Wednesday, October 18, 2017

Mastering Changes from Multiple Dimensions

Change Management is a multidimensional management discipline and ongoing business capability.

The very characteristics of digital transformation are the increasing speed of change and hyperconnectivity. But change is difficult and has a very high failure rate. So, how to capture the signals of change readiness, how to improve change effectiveness, and how to manage and sustain change efforts multidimensionally?


Psychological dimension: Change is supposed to happen, with high frequency and continuous digital disruptions. There are both hard processes and soft emotions impacting change management effectiveness. Resistance is supposed to happen. People look for “What’s In It For Me.” Thus, it is important to understand the change from the psychological dimension. It is all about perspective. What is more interesting is what drives people’s perspectives. Are they just get stuck at “this is the way we do things here” mentality, or are they motivated to change for better with the longer term perspective? It is about individual mental set-up too, how can they move up from “FUD - Fear, Uncertainty, and Doubt” emotional stages towards the stage of emotional maturity for changes? Given this, Change Management needs to craft and most importantly deliver clear messages at both the individual and group level, and most importantly reinforce these statements through consistent communication and action.
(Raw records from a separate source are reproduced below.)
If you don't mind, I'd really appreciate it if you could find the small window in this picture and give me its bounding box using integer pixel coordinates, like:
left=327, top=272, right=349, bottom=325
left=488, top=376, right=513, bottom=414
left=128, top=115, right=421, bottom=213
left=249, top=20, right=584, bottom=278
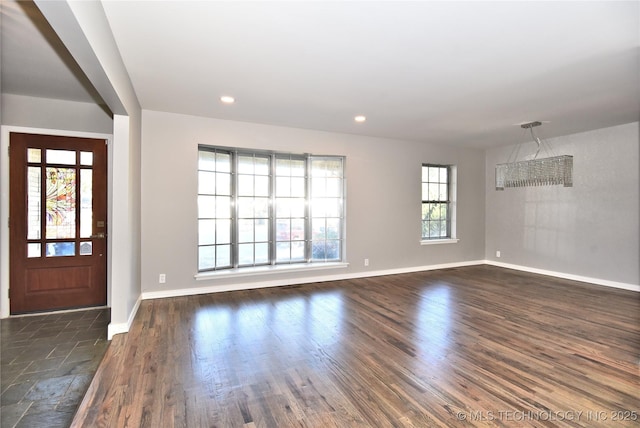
left=422, top=164, right=452, bottom=240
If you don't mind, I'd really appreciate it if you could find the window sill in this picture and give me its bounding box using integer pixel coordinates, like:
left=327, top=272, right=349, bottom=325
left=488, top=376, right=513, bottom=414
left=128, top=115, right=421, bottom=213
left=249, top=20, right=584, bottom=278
left=194, top=262, right=349, bottom=281
left=420, top=238, right=459, bottom=245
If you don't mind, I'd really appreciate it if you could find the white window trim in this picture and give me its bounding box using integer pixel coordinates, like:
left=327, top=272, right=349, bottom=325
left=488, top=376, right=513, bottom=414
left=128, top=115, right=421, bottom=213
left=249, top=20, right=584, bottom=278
left=194, top=262, right=349, bottom=281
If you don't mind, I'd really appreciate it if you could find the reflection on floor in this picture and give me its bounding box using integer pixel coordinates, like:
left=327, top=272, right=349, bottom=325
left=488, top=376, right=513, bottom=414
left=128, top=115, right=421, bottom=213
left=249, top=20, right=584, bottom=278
left=0, top=308, right=110, bottom=428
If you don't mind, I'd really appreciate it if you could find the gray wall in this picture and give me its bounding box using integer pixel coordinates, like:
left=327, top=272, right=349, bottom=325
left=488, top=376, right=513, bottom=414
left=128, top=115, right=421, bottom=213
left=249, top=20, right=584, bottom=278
left=2, top=94, right=113, bottom=134
left=486, top=122, right=640, bottom=284
left=141, top=110, right=485, bottom=292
Digital means the increasing speed of changes, it means that the management needs to challenge convention and break down people’s natural resistance to change or to new ideas; helping to deliver incremental improvements over time.


Structural dimension: Digital means the accelerating speed, organizations must become highly responsive to change and disruptions. Digital organizations have to adapt to the continuous changes via self-adaptability, self-renewal, and maintain the digital balance. Then, the new organic, self-organizing system approach to organizational structure could become a reality. And that will be a true evolution for digital transformation. It's worthwhile to explore new organizational structure models and be congruent with the words "change management"; and actually consider changing the model to meet what the future may be bringing. Generally speaking, the overly rigid organizational hierarchy will stifle innovation and decelerate business flow. Flatter organizational structures will help to speed up organizational response to change markets. The digital balance to performance management will need to have some combinations of structural design and incentive. Understanding the people and the organization through a common lens then makes it possible to turn organizational “theories” into tangible management processes that use “relations between people” to create robust management structures and processes that support self-adaptive problem-solving and build business competency.


Behavior dimension: Change Management needs to strike the right balance of “push” and “pull.” You can certainly change behaviors with the right push, however, bigger changes come with inspiring the mind and challenging winning attitudes. Change becomes necessary when an organization fails to meet its performance goals, probably as a result of behavior following a path of self-interest. Short-term behavior changes are common under pressure, but it breeds discontent and, in the long run, people revert to their original habits, most of the time. Thus, inspiration and motivation are both important to make change sustain. Change Management intends to change employees’ behavior. Behaviors are driven by attitude. Attitude results from thoughts, assumptions, and preferences. Those are the result of years of habits and reinforcement. Depending on the nature and complexity of change effort, behavior can be changed either through operational adjustment (updated processes or tools, etc.) or through transformation (adaptive shifts in thoughts or beliefs that result from looking inward and reflecting). Though you can’t change anyone’s attitude or behavior directly, they have to be the ones that change. Management, in fact, can set the right policies for motivating and rewarding good behaviors and discouraging bad ones because people’s behavior usually responds to how they are measured.


It is nevertheless true that the change itself has become unpredictable and evolutionary, as compared to treading through carefully laid down road-map. Change cannot be just another thing that needs to be accomplished. Change Management is a multidimensional management discipline and ongoing business capability, it has to be woven into the action, process and communication of the organization, it needs to become a healthy habit for organizations to adapt, grow, and innovate.